Traders are currently split on the terminal rate, but the general expectation is that it will peak around 3.8 per cent in the September quarter next year.
For Dr Oliver, these expectations look too hawkish. If realised, he believes, the RBA would likely plunge the economy into recession and push home prices down by 30 per cent or higher.
In fact, Dr Oliver believes the central bank has already stepped into “dangerous” territory.
“Rate hikes always impact with a lag and growth is likely to slow sharply ahead,” Mr Oliver said.
“Given the lags, the RBA should now be starting to slow the pace of tightening. Failure to do so risks recession and overkill in taming inflation.”
In delivering Tuesday’s (6 September) rate hike, RBA governor Philip Lowe cited strong economic growth and a “very tight” labour market, noting that while the unemployment rate stood at 3.4 per cent in July, “a further decline” is likely in the months ahead.

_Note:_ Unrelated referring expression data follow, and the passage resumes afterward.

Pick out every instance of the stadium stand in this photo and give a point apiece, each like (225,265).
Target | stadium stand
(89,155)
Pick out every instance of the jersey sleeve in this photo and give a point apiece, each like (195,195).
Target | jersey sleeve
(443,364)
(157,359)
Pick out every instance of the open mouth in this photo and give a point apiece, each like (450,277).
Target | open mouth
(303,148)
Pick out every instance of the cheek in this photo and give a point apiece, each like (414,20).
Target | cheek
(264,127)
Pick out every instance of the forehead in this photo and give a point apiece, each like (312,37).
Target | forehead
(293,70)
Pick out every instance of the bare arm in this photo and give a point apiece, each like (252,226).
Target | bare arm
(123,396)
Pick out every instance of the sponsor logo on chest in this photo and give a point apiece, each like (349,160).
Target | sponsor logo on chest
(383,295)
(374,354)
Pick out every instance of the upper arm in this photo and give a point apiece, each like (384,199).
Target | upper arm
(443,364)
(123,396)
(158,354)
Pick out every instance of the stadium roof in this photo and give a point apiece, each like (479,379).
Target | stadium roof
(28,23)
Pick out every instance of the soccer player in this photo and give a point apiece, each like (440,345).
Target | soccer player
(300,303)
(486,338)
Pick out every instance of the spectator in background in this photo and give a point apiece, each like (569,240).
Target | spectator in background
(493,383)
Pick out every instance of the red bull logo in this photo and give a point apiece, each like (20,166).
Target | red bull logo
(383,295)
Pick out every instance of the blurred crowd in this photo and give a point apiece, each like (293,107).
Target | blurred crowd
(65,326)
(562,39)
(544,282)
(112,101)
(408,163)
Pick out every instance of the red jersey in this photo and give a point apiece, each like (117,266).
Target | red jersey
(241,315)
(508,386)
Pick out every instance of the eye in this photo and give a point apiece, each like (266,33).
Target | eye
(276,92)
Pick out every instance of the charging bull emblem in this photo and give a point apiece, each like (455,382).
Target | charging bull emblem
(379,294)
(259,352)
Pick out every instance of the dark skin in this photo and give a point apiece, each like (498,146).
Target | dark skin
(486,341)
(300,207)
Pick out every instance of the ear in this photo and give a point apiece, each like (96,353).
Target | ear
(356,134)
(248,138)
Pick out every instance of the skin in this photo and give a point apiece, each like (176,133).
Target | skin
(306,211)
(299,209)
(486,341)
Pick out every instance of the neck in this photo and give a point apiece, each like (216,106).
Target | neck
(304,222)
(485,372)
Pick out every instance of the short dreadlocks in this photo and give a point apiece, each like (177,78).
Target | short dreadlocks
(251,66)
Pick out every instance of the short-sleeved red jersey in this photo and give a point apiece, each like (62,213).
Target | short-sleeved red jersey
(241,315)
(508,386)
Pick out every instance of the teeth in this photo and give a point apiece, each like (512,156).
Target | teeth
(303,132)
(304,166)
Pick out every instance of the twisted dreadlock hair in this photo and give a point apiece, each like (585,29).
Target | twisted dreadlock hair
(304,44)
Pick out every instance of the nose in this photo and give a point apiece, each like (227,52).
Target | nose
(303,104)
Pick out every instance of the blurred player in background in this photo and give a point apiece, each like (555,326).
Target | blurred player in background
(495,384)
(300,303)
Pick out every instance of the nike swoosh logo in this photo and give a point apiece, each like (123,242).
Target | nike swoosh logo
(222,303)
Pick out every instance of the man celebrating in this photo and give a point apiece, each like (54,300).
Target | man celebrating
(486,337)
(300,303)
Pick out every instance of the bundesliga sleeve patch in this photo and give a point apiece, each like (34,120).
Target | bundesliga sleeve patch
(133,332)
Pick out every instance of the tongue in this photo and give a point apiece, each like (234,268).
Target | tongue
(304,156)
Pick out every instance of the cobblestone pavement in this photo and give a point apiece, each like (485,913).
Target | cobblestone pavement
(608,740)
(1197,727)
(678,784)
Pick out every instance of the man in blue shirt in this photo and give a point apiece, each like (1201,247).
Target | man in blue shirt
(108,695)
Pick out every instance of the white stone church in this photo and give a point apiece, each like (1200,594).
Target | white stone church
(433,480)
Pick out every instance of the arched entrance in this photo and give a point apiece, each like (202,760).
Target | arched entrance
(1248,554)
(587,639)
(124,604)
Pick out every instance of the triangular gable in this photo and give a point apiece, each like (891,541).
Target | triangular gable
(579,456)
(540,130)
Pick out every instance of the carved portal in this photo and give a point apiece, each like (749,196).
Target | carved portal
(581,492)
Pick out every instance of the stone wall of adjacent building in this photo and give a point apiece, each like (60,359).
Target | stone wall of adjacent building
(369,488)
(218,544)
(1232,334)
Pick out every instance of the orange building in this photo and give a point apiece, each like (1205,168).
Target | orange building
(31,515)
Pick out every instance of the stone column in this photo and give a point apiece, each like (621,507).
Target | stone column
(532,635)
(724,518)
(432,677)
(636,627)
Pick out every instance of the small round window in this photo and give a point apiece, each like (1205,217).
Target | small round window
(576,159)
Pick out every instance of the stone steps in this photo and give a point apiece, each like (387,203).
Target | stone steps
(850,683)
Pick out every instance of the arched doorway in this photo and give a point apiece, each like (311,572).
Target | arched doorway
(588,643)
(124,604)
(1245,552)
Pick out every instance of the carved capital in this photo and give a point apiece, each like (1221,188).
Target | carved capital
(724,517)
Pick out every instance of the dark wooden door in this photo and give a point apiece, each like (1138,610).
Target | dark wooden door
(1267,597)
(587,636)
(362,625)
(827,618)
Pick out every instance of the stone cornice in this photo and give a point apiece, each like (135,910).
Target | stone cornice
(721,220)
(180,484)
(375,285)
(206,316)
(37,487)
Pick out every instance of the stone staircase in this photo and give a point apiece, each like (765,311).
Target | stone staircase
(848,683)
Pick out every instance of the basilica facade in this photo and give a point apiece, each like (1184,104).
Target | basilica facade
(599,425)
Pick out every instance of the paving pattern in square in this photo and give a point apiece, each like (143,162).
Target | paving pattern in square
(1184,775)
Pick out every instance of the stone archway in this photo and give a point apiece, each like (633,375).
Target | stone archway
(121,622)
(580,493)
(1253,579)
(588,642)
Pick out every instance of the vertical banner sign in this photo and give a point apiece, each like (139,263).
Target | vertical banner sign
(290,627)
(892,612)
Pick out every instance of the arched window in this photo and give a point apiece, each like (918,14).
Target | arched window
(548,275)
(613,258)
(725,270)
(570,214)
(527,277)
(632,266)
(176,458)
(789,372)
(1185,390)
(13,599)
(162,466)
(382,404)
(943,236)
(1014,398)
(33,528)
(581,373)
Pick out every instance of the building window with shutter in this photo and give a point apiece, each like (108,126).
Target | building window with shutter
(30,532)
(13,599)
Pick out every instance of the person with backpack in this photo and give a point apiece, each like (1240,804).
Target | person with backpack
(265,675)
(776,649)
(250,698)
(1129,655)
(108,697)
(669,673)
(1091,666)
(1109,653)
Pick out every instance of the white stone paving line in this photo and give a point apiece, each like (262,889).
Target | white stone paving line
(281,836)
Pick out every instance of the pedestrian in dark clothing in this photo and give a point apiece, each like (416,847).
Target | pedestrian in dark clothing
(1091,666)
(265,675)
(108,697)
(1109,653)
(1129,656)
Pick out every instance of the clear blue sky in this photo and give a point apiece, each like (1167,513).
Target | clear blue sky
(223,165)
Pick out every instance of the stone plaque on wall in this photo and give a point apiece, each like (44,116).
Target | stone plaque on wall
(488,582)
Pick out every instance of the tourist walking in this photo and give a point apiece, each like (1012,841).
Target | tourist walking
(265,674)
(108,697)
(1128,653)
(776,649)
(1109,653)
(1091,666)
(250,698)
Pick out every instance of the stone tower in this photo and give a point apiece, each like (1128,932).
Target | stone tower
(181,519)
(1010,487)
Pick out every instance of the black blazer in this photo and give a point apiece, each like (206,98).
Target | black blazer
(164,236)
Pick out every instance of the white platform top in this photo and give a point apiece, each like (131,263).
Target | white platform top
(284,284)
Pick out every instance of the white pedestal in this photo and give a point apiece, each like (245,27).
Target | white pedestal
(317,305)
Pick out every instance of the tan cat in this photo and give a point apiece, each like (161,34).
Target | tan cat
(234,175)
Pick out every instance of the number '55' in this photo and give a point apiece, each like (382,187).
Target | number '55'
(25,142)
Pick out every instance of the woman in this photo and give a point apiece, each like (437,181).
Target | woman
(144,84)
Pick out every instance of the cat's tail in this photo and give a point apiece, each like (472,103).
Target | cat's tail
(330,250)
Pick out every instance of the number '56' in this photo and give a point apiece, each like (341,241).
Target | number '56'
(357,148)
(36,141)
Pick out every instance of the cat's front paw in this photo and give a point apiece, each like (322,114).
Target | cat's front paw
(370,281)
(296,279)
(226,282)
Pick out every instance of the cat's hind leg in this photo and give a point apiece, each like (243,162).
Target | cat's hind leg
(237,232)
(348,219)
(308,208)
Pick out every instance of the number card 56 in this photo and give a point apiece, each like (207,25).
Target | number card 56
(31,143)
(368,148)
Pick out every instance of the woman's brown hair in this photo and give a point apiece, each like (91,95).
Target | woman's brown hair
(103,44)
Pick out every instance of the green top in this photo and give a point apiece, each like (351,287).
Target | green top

But Dr Oliver warned that some of the data, the RBA appears to be blindly adhering to, is backward-looking and does not indicate “where the economy is going”.
“Given long and variable lags in the way monetary tightening impacts the economy, there is a strong case for the RBA to now slow the pace of rate hikes in order to better assess their impact so far,” Dr Oliver said.
Referencing leading indicators, he said the RBA is already getting traction.
“Consumer confidence is at recessionary levels, housing indicators are falling sharply, and home prices are now also falling sharply which will depress consumer spending via a negative wealth effect,” Dr Oliver explained.
“So given the significant monetary policy tightening already seen, the reality that this will only hit the economy with a lag as it takes a few months for rate hikes to be passed on to borrowers and then for borrowers to adjust their spending, the big hit from falling real wages and the increasing weakness in leading indicators notably for consumer confidence and housing, there is a strong case for the RBA to slow the pace of tightening.”
And while Dr Oliver is concerned with the RBA’s rapid and significant rate hikes, he does believe it is acutely aware of these issues.
The governor’s comment that “higher interest rates are yet to be fully felt in mortgage payments”, along with its desire to “keep the economy on an even keel”, suggest to Dr Oliver that the bank may be moving towards some slowing in the pace of hikes in the months ahead.
Meanwhile, data from several broker groups has shown that borrowers are increasingly reviewing their home loans as rates continue to rise.
Recent research from Aussie Home Loans (Aussie), showed that a significant number of Australian mortgage holders are “waiting, watching and hurtling” towards mortgage “anxiety”.
More than 30 per cent admitted that avoiding a default on their home loan is now “a major consideration”.